J Knee Surg 2013; 26(03): 185-194
DOI: 10.1055/s-0032-1327450
Original Article
Thieme Medical Publishers 333 Seventh Avenue, New York, NY 10001, USA.

Articular and Meniscal Pathology Associated with Primary Anterior Cruciate Ligament Reconstruction

Neil Ghodadra
1   Department of Orthopaedic Surgery, Southern California Orthopaedic Institute, Van Nuys, California
,
Nathan A. Mall
2   Department of Orthopaedic Surgery, Rush University Medical Center, Chicago, Illinois
,
Vasili Karas
2   Department of Orthopaedic Surgery, Rush University Medical Center, Chicago, Illinois
,
Robert C. Grumet
3   Department of Orthopaedic Surgery, Orthopaedic Specialty Institute, Orange, California
,
Spencer Kirk
2   Department of Orthopaedic Surgery, Rush University Medical Center, Chicago, Illinois
,
Allison G. McNickle
4   Department of Surgery, Mount Sinai Hospital Medical Center, Chicago, Illinois
,
Cecilia Pascual Garrido
5   Department of Orthopaedic Surgery, Hospital for Special Surgery, New York, New York
,
Brian J. Cole
2   Department of Orthopaedic Surgery, Rush University Medical Center, Chicago, Illinois
,
Bernard R. Bach Jr
2   Department of Orthopaedic Surgery, Rush University Medical Center, Chicago, Illinois
› Author Affiliations
Further Information

Publication History

27 March 2012

22 July 2012

Publication Date:
06 November 2012 (online)

Abstract

Background The abnormal kinematics, contact pressures, and repeated episodes of instability observed in chronic anterior cruciate ligament (ACL) deficiency suggest that these patients may be predisposed to early degenerative changes and associated pathologies such as meniscal tears and chondral injury.
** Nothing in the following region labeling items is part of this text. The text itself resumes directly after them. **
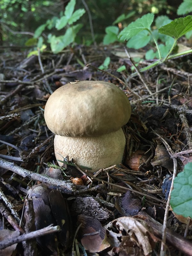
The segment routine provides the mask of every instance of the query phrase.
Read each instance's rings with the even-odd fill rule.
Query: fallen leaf
[[[78,223],[82,224],[79,234],[85,250],[90,252],[99,252],[109,247],[106,231],[97,219],[81,214],[78,216]]]

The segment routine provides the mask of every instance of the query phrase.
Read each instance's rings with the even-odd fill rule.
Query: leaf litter
[[[7,248],[10,255],[20,252],[24,255],[29,252],[33,255],[85,255],[86,250],[96,255],[158,253],[173,171],[172,159],[179,172],[192,162],[192,75],[182,58],[168,61],[142,73],[149,93],[140,77],[128,75],[132,64],[127,56],[113,52],[109,47],[78,46],[57,55],[42,54],[44,73],[36,56],[28,59],[25,52],[11,52],[2,55],[5,65],[1,66],[0,83],[1,253]],[[92,68],[109,57],[107,70]],[[189,61],[188,56],[184,58]],[[146,65],[141,61],[139,68]],[[122,65],[126,70],[117,72]],[[58,168],[53,134],[44,116],[52,92],[68,83],[87,80],[116,84],[127,93],[132,108],[124,127],[126,146],[123,163],[93,174],[67,158],[64,168]],[[167,145],[173,152],[171,157]],[[136,159],[131,158],[138,151],[144,161],[137,159],[141,157],[137,154]],[[187,228],[170,210],[167,250],[171,255],[180,250],[191,255],[192,245],[183,237],[186,227],[188,235],[191,235],[191,226]],[[45,236],[43,229],[50,225]],[[5,231],[10,231],[6,244]],[[26,236],[30,234],[30,240]],[[13,242],[12,236],[21,237],[25,245]]]

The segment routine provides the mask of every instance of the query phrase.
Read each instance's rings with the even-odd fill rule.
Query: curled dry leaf
[[[151,234],[146,223],[140,220],[131,217],[122,217],[105,226],[113,247],[109,255],[116,255],[113,253],[113,250],[118,251],[119,255],[147,256],[152,252],[154,242],[157,239]]]
[[[169,171],[172,171],[172,160],[166,149],[161,145],[157,145],[155,149],[155,156],[151,162],[154,166],[158,165],[164,167]]]
[[[78,178],[76,177],[75,178],[73,177],[72,177],[71,178],[71,180],[72,182],[75,184],[75,185],[83,185],[83,180],[81,178]]]
[[[110,246],[106,231],[97,219],[81,214],[78,216],[78,223],[82,224],[79,234],[85,250],[90,252],[98,252]]]
[[[133,171],[138,171],[141,164],[145,163],[148,158],[145,153],[143,150],[139,150],[132,153],[126,159],[126,164]]]

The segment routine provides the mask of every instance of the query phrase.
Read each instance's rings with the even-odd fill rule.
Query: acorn
[[[144,155],[145,153],[144,151],[139,149],[133,152],[126,158],[125,164],[133,171],[138,171],[139,166],[145,163],[148,158]]]

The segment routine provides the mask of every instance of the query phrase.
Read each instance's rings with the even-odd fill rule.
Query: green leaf
[[[68,23],[70,25],[71,25],[74,22],[76,21],[79,19],[80,17],[85,12],[85,11],[84,9],[78,9],[73,13],[71,17],[69,18],[68,21]]]
[[[109,26],[105,29],[107,33],[104,36],[103,43],[104,44],[112,44],[118,40],[117,35],[119,32],[119,28],[115,26]]]
[[[125,70],[126,70],[126,67],[124,65],[123,65],[122,66],[118,68],[117,68],[117,72],[122,72]]]
[[[52,36],[50,40],[52,52],[57,53],[74,42],[77,33],[82,27],[82,24],[77,24],[68,28],[64,36],[57,37]]]
[[[56,22],[55,28],[57,30],[60,30],[67,25],[68,19],[65,16],[63,16],[61,18],[58,20]]]
[[[30,38],[25,42],[25,45],[26,46],[34,46],[36,45],[37,43],[36,38]]]
[[[179,18],[160,28],[160,33],[174,37],[177,40],[187,32],[192,29],[192,15]]]
[[[41,48],[43,43],[43,36],[40,36],[39,38],[37,46],[39,49]]]
[[[192,0],[184,0],[177,11],[178,15],[184,15],[192,12]]]
[[[151,40],[151,36],[147,30],[143,30],[130,39],[127,44],[129,48],[139,49],[146,45]]]
[[[175,178],[170,204],[173,212],[192,218],[192,163],[185,165]]]
[[[121,15],[119,16],[113,22],[113,25],[114,25],[114,24],[116,24],[117,23],[119,23],[119,22],[121,22],[123,20],[125,20],[129,19],[132,16],[133,16],[135,13],[135,12],[136,12],[133,11],[131,12],[126,15],[124,13],[122,14]]]
[[[41,35],[41,33],[45,28],[46,24],[43,24],[38,27],[34,33],[34,37],[35,38],[37,38]]]
[[[155,25],[157,28],[166,25],[172,21],[168,16],[166,15],[160,15],[158,16],[155,20]]]
[[[65,48],[65,45],[62,40],[63,36],[62,36],[56,37],[55,36],[52,36],[51,38],[51,49],[54,53],[57,53]]]
[[[187,32],[185,34],[185,36],[187,39],[189,39],[192,36],[192,30]]]
[[[64,14],[68,19],[69,19],[71,16],[74,11],[76,4],[76,0],[71,0],[65,7]]]
[[[139,32],[145,30],[150,30],[150,27],[154,19],[153,13],[148,13],[139,18],[135,21],[131,23],[122,30],[118,38],[122,40],[128,40],[136,36]]]

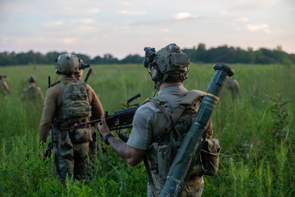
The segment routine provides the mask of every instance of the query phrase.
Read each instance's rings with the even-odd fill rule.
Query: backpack
[[[67,123],[81,122],[91,116],[91,106],[84,82],[59,84],[63,90],[63,118]]]
[[[143,103],[149,102],[153,102],[168,120],[165,129],[169,132],[165,132],[164,131],[163,134],[170,134],[170,142],[168,144],[163,144],[161,142],[161,140],[167,138],[161,136],[157,138],[157,139],[153,139],[152,144],[148,149],[149,151],[154,153],[153,154],[155,155],[151,154],[148,156],[149,160],[151,161],[152,169],[155,169],[157,166],[159,168],[158,173],[162,174],[162,176],[165,179],[165,175],[167,175],[168,172],[165,169],[166,167],[162,169],[163,168],[161,167],[170,165],[172,164],[184,136],[189,130],[199,107],[197,100],[202,97],[205,94],[205,92],[197,90],[190,92],[181,102],[178,108],[175,110],[168,110],[171,112],[174,111],[172,116],[171,115],[172,112],[168,111],[167,110],[171,109],[172,108],[169,107],[169,104],[163,98],[156,97],[149,98]],[[173,123],[173,125],[172,122]],[[218,169],[220,149],[218,139],[207,140],[202,147],[191,175],[198,174],[209,176],[214,175]],[[159,154],[160,155],[157,155]],[[172,157],[171,154],[174,154]],[[171,160],[171,159],[172,160]],[[163,171],[163,173],[160,173],[160,171]]]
Injury to the cartilage and associated structures at the time of ACL rupture, in combination with the inflammatory mediators released at the time of injury, may create irreversible damage to the knee despite restoration of normal knee kinematics with an ACL reconstruction.

Hypothesis Patients undergoing acute ACL reconstruction have a higher incidence of lateral meniscal tears and less severe chondral changes when compared with patients undergoing late ACL reconstruction. Older patients likely have a higher incidence of chondral and meniscal pathology compared with younger patients.

Methods A retrospective chart review of a single surgeon's ACL practice over 20 years was performed. A surgical data packet was used to record patient demographics, location, grade, and number of chondral injuries as well as location and pattern of meniscal injuries at the time of ACL reconstruction. Patients (N = 709) were divided into three subgroups according to their time from injury to surgery; acute (less than 4 weeks, N = 121), subacute (4 to 8 weeks, N = 146), and chronic (8 weeks or more, N = 442).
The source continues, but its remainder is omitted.